Oh yeah  baby I got a new setup going, its a 61P, yep you heard right a 61P ie. DIY tank based on dimensions of 60P  so 60x30x36cm, nice size I have to say look forward to scaping with it, I was tempted to make it 60x36x36cm but resisted the temptation and went with the normal size instead. Ironically the tank worked out really cheap, everything else cost lots of $$$$$S

Will get it up and running when I get back from holiday

The tank will use the following

ADA amazonia substrate
Eheim 2213 filter
3x24Watt luminaire

The lighting will consist of 2x24W Giesemann Aquaflora tubes and 1xmidday Giesemann tube, I have the same lighting setup on my 60x30x30cm setup and I like this combination of tubes so went with the same for this setup.

I picked up a full 5kg CO2 fire extinguisher cylinder and bought a new regulator, I won't bother with a solenoid on this tank, no need with 5kgs of CO2, should last a couple of years running 24/7 at 1bps.

CO2 diffusion will be done via a Rhinox diffuser.

Thats it really, just thought I'd be a show off   






Picture demonstrates the tank passes the water proof test  glass needs a clean though.


----------



## Dave Spencer (30 Jul 2007)

Crikey Zig, you must be the most prolific aquascaper about at the moment.

I have a 60P with Geisemann lights, Amazonia and an Eheim 2213 (my Iwagumi). It`s a really nice size.

To keep the tank hardware minimal I am using a Hydor inline heater and inline CO2 reactor. The filter inlet and outlet are glassware, so the only thing I need to take out when photographing is the drop checker and thermometer.

Any ideas on what you have in mind for this tank? I reckon you should have a ready, steady, cook theme where we all send you a plant or piece of hardscape, and you have to come up with an aquascape.
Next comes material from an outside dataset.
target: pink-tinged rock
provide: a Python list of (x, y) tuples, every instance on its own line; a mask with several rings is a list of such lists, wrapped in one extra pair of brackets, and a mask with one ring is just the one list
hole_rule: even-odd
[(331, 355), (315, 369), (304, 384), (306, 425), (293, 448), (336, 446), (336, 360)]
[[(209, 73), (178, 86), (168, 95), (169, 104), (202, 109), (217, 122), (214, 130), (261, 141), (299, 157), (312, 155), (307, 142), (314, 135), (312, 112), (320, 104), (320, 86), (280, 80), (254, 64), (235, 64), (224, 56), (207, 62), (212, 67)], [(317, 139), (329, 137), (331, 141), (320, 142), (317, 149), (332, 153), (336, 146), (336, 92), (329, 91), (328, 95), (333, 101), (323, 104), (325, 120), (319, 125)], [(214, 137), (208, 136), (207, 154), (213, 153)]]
I`ll send you some yellow and purple gravel so you don`t have to use the Aqua Soil. :? 

Dave.


----------



## Graeme Edwards (30 Jul 2007)

Sweet set up Zig!

Whish i had the time and the cash to have as many set ups as you! 
When i get my marrage out the way ( sept ) ill be back on form one hopes   

Top stuff Zig, keep us up to date.

Graeme.


----------



## zig (31 Jul 2007)

Don't know about prolific Dave, a "try'er" maybe, god loves a try'er as they say!!

Not sure what I will do with it, probably a wood type scape, I like the shape of the tank, it has a good front on foot print for viewing to do something decent without the hassle of a big tank.
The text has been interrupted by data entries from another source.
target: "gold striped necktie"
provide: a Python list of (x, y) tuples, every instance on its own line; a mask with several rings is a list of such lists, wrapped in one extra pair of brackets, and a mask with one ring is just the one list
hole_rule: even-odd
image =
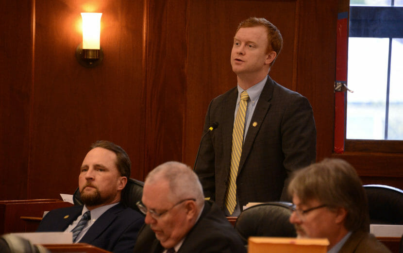
[(232, 131), (232, 150), (231, 151), (231, 163), (230, 165), (230, 176), (228, 187), (225, 194), (225, 206), (228, 213), (232, 215), (236, 205), (236, 175), (238, 174), (238, 167), (239, 159), (242, 152), (243, 143), (243, 130), (245, 128), (245, 115), (248, 105), (249, 96), (246, 90), (241, 93), (241, 101)]

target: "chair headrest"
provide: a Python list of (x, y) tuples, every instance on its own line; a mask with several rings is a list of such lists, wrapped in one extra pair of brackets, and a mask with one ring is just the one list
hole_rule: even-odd
[(292, 213), (288, 202), (269, 202), (254, 205), (243, 211), (235, 227), (244, 243), (252, 236), (296, 237), (294, 225), (289, 222)]
[(403, 190), (384, 185), (363, 186), (371, 223), (403, 224)]
[[(137, 205), (136, 205), (136, 203), (141, 200), (144, 186), (144, 182), (134, 178), (129, 178), (127, 180), (126, 186), (122, 192), (120, 202), (126, 206), (131, 207), (142, 214), (138, 210)], [(73, 194), (73, 201), (76, 205), (82, 205), (83, 204), (78, 188), (76, 189)]]

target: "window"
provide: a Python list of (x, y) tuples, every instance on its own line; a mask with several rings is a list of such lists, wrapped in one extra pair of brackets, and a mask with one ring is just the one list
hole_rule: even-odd
[(354, 92), (347, 95), (346, 139), (403, 140), (399, 6), (403, 0), (350, 2), (347, 81)]

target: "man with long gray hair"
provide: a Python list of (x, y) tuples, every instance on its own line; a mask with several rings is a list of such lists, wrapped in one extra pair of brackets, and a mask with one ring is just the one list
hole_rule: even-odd
[(328, 253), (390, 252), (369, 233), (367, 196), (345, 161), (326, 159), (296, 171), (288, 190), (298, 237), (327, 238)]
[(237, 232), (213, 202), (204, 201), (197, 175), (168, 162), (147, 176), (137, 203), (146, 215), (134, 253), (246, 253)]

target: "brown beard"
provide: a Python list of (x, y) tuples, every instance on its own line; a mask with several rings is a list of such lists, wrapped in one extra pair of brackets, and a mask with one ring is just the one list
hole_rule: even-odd
[(95, 187), (96, 190), (95, 192), (89, 193), (84, 192), (84, 189), (85, 187), (83, 188), (80, 193), (81, 195), (81, 200), (86, 206), (95, 206), (101, 205), (105, 202), (105, 200), (101, 197), (101, 193), (98, 188)]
One thing I do notice is the 2213 is quite strong just using the spray bar, I put some plants in pots in the tank and they are getting blown around the tank, have positioned it pointing at the glass for now.
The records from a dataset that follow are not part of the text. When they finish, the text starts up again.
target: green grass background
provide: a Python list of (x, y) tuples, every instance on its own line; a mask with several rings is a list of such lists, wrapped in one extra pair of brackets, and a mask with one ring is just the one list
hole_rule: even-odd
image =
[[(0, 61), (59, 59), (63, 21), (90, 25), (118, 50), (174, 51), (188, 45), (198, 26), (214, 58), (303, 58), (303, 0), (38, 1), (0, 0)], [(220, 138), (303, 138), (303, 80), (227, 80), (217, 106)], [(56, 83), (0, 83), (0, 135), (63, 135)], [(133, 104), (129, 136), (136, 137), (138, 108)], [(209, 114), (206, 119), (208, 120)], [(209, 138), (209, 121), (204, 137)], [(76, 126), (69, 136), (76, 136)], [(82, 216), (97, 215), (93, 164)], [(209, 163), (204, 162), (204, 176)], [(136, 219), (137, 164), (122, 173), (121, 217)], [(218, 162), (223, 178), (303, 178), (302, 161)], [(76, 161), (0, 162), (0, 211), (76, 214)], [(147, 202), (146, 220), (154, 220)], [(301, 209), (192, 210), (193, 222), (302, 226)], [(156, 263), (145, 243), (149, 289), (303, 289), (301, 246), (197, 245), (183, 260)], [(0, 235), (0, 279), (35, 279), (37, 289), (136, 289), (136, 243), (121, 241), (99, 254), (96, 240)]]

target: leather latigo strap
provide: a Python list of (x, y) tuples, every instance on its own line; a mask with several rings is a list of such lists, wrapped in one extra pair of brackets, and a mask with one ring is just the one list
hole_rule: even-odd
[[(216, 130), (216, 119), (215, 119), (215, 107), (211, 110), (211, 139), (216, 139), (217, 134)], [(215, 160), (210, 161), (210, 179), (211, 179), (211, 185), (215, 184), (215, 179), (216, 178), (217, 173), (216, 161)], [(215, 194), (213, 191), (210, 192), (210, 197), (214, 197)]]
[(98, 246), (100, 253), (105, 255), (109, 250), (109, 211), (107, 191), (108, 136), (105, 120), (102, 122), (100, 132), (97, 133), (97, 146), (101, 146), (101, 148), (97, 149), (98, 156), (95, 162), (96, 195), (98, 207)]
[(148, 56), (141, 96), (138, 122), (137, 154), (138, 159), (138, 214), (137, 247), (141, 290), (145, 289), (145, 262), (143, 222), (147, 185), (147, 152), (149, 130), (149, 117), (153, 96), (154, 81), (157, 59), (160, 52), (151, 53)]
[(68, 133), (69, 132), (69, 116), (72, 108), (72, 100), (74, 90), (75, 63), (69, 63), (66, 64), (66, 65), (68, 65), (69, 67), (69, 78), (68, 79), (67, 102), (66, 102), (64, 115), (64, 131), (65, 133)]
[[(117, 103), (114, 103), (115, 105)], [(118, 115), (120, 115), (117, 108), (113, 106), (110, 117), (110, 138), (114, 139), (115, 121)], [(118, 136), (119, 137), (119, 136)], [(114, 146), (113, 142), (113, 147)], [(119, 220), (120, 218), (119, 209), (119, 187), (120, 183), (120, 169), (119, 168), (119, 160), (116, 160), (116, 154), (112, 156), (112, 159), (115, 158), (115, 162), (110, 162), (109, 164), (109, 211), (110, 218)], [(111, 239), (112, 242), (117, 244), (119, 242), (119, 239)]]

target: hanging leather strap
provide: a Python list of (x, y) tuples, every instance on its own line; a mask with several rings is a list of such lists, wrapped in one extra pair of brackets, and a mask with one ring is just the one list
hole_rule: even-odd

I will probably buy a set of lily pipes and a hydor heater for this tank eventually but for now its up and running anyway.

The only other thing I will do now with my setups is eventually get a 90x45x45cm tank to replace my 75x45x45cm tank (the 40 gallon) and use the original tank as a fish only tank, I prefer to do scapes with no fish in the tank so would like a fish only tank that I could stock with suitable fish for the other tanks for when they are finished.

Thanks for the comments guys, I will start up this tank when I get from holiday later in August.


----------



## George Farmer (2 Aug 2007)

Sweet set up mate.  Another quality installment on the way soon then....


----------



## CJ Castle (2 Aug 2007)

Nice setup...


----------